The avalanche and snowball methods both organize debt payoff around a simple rule: pay minimums on everything, then direct any extra money toward one specific debt at a time, in a defined order. The two methods differ only in which debt gets prioritized first — but that single difference changes both the total interest paid and the psychological experience of the process.
How the avalanche method orders debts
The avalanche method directs extra payments toward whichever debt carries the highest interest rate first, regardless of its balance size. Once that highest-rate debt is paid off, the extra payment rolls to the next-highest-rate debt, continuing in that order until everything is paid off. This method mathematically minimizes total interest paid across the full payoff period.
On a typical mix of credit card and loan debt, the avalanche method can save hundreds to thousands of dollars in interest compared to snowball, with the exact savings depending on how much the rates and balances differ between debts.
How the snowball method orders debts
The snowball method instead directs extra payments toward whichever debt has the smallest balance first, regardless of its interest rate. Paying off that smallest debt completely, even if it's not the highest-rate one, produces an early, visible win — a complete payoff — which proponents argue helps sustain motivation through the rest of the process.

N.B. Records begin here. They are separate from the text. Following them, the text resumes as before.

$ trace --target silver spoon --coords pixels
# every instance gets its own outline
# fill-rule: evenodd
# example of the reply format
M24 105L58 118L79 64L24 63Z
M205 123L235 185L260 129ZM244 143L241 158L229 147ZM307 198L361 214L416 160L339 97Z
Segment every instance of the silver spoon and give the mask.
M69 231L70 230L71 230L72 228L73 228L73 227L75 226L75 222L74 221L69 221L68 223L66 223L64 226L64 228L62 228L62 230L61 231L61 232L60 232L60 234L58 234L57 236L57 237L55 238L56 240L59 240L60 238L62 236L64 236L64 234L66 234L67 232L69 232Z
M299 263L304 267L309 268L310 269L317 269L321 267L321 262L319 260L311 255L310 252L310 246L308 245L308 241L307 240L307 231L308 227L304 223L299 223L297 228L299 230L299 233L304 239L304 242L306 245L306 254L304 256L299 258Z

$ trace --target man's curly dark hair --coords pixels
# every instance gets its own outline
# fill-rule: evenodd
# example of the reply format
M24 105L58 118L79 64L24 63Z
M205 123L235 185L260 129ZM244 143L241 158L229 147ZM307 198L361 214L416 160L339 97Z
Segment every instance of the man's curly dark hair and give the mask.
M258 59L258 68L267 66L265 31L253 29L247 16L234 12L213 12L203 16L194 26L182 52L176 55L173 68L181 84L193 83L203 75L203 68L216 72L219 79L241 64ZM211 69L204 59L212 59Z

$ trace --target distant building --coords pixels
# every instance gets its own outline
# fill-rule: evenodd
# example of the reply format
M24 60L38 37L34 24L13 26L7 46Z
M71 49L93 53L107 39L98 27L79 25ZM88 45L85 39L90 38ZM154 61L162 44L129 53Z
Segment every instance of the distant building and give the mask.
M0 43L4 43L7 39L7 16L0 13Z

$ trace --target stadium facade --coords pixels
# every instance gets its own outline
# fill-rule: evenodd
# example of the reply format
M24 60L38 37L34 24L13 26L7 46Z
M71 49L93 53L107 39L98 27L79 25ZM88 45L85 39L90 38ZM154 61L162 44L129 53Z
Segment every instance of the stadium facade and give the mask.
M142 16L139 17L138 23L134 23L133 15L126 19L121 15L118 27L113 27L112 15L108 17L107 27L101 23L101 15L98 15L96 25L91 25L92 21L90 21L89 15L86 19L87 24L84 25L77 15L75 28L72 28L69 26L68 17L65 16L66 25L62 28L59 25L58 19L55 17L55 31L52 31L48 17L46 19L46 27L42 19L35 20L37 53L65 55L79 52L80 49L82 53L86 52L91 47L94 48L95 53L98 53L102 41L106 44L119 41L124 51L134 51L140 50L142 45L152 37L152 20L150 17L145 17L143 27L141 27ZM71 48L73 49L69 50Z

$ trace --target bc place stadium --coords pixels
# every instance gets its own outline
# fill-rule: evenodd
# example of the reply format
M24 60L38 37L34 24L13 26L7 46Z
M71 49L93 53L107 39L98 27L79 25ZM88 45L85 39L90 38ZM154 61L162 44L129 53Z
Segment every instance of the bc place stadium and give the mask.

Why the "wrong" method by the math can still be the right choice
Avalanche saves more money in virtually every case where rates differ meaningfully between debts. But a payoff strategy that gets abandoned halfway through saves no money at all, regardless of which method was chosen. If snowball's early wins make the difference between sticking with a payoff plan and giving up on it, the psychological benefit can outweigh the avalanche method's pure interest savings for that specific person.
- Calculate the actual interest difference between methods for your specific debts before choosing based on assumption alone
- Honestly assess whether you're more likely to stick with a plan that shows early wins versus one optimized purely for savings
- Consider a hybrid approach, prioritizing one or two small debts first before switching to avalanche ordering for the rest
- Whichever method you choose, commit to it consistently rather than switching back and forth
Frequently asked questions
Is there a way to calculate exactly how much avalanche saves over snowball for my situation?
Yes, free online calculators let you input each debt's balance, rate, and minimum payment to compare both methods' total interest and payoff timeline side by side for your specific numbers.
Can I switch methods partway through?
Yes, there's no penalty for switching strategies partway through a payoff plan if your circumstances or motivation change — the methods are just different orderings of the same underlying extra-payment approach.